Rice’s description of the beating of the Daniels women with the cow’s tail is equally detailed. It reads exactly like it would if Rice had been physically present when the event occurred.  Of course he adds a few details to tie it more directly to the feud, such as saying that when Cap beat the two women, he was “acting for the family.”

For both of these detailed accounts of events which are integral parts of his supersized “Hatfield and McCoy feud,” Rice gives ONLY newspapers as sources. For the ambush of the innocents, he cites an article from the Louisville Courier Journal, which appeared six years after the purported event, and one from the Pittsburgh Times, which appeared four years afterwards.

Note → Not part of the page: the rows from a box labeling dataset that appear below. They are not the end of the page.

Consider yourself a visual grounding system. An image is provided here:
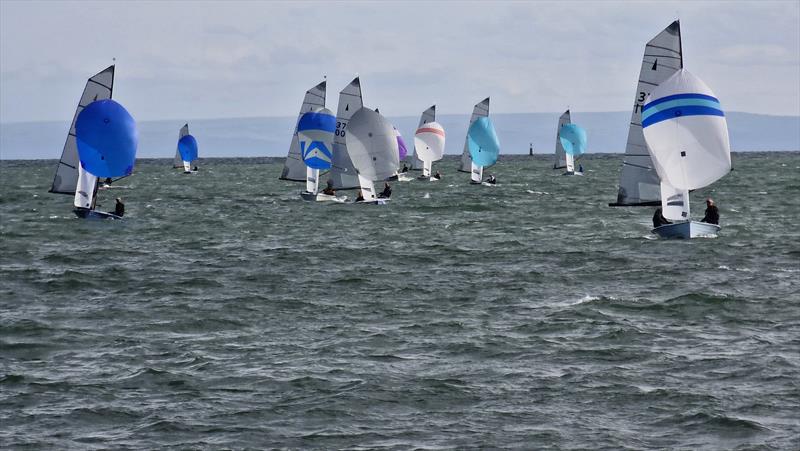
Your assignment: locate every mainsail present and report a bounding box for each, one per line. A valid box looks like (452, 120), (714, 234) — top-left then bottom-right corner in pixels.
(458, 97), (489, 172)
(329, 77), (362, 189)
(609, 20), (683, 207)
(172, 124), (189, 168)
(50, 65), (114, 194)
(280, 81), (326, 182)
(553, 110), (572, 169)
(411, 105), (436, 171)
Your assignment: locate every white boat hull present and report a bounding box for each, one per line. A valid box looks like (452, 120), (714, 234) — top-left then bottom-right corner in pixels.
(652, 221), (721, 239)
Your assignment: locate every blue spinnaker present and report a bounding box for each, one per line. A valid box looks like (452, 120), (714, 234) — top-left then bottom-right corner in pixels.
(75, 99), (139, 177)
(297, 108), (336, 170)
(178, 135), (197, 163)
(558, 124), (586, 156)
(467, 117), (500, 167)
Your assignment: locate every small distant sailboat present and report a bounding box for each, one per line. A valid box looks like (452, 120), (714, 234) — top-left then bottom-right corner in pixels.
(346, 108), (400, 204)
(411, 105), (436, 171)
(467, 117), (500, 186)
(608, 20), (683, 207)
(414, 122), (445, 181)
(553, 110), (572, 169)
(173, 124), (198, 174)
(282, 81), (326, 182)
(328, 77), (362, 190)
(458, 97), (489, 172)
(297, 108), (347, 202)
(558, 124), (586, 175)
(642, 69), (731, 238)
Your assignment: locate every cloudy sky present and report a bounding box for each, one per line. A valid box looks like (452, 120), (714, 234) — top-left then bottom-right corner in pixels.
(0, 0), (800, 122)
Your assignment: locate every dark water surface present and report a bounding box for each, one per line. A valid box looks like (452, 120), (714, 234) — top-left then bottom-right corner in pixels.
(0, 153), (800, 449)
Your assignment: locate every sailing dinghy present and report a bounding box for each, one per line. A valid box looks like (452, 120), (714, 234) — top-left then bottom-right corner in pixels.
(558, 124), (586, 175)
(642, 69), (731, 238)
(414, 122), (445, 181)
(467, 117), (500, 186)
(458, 97), (489, 173)
(346, 108), (400, 205)
(608, 20), (683, 207)
(411, 105), (436, 171)
(176, 124), (197, 174)
(297, 108), (347, 202)
(280, 81), (326, 182)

In support of his yarn about Cap Hatfield and Tom Wallace spraying the surface of Tug River in a vain attempt to hit Jeff McCoy from a distance of a few yards with Winchester rifles, he cites articles from the same two papers, written two years after the supposed event.

His primary source for the tale of the cow’s tail is the newspaper reporter, Virgil Jones.

Whether academia will admit it or not—and they haven’t yet admitted it—Otis Rice did not write a history of the Hatfield and McCoy feud.  He aggregated the writings of newspaper reporters, which he said were “grossly inaccurate,” and seasoned them with a light dusting of actual historical records, and produced a book he hoped would sell to a gullible public. Of course he succeeded;  not only do folks like the West Virginia Encyclopedia use Rice as a major source for “history,” but the book remains one of the best-selling books on the subject of the feud, more than thirty years after its appearance.